Sure you can use reinforcement training to improve or shape a model in the way you would want it to be. However, as I said, the model doesn’t know what is true and what is not true. That data simply isn’t there and can’t ever be there. So training the model ‘not to lie’ simply isn’t a thing, it doesn’t “know” it’s lying, so it can’t prevent or control lies or truths.
Lets say you create a large dataset and you define in that data set whether something is true or false. This would be a pretty labour intensive job, but possible perhaps (setting aside the issue of truth often being a grey area and not a binary thing). If you instruct it only to re-iterate what is defined as true in the source data, it then loses all freedom. If you ask it a slightly different question that isn’t in the source data, it simply won’t have the data to know if the answer is true or false. So just like the way it currently functions, it will output an answer that seems true. An answer that logically fits after the question. It likes putting in those jigsaw pieces and the ones that fit perfectly must be true right? No, they have just as big of a chance of being totally false. Just because the words seem to fit, doesn’t mean it’s true. You can instruct it not to output anything unless it knows it is true, but that limits the responses to the source data. So you’ve just created a really inefficient and cumbersome search tool.
This isn’t an opinion thing or just a matter of improving the tech. The data simply isn’t there, the mechanisms aren’t there. There is no way an LLM can still do what it does and also tell the truth. No matter how hard the marketing machines are working to convince people it is an actual artificial intelligence, it is not. It’s a text prediction engine and that’s all it will ever be.

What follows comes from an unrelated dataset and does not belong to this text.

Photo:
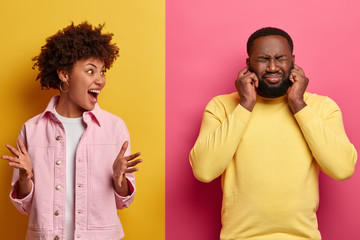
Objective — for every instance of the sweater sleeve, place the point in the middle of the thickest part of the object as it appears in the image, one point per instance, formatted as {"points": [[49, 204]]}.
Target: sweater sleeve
{"points": [[327, 140], [218, 140]]}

Current AI models have been trained to give a response to the prompt regardless of confidence, causing the vast majority of hallucinations. By incorporating confidence into the training and responding with “I don’t know”, similar to training for refusals, you can mitigate hallucinations without negatively impacting the model.
If you read the article, you’ll find the “destruction of ChatGPT” claim is actually nothing more than the “expert” making the assumption that users will just stop using AI if it starts occasionally telling users “I don’t know”, not any kind of technical limitation preventing hallucinations from being solved, in fact the “expert” is agreeing that hallucinations can be solved.
You’ve done a lot of typing and speak very confidently, but ironically, you seem to have only a basic understanding of how an LLM works and how they are trained, and are just parroting talking points that aren’t really correct.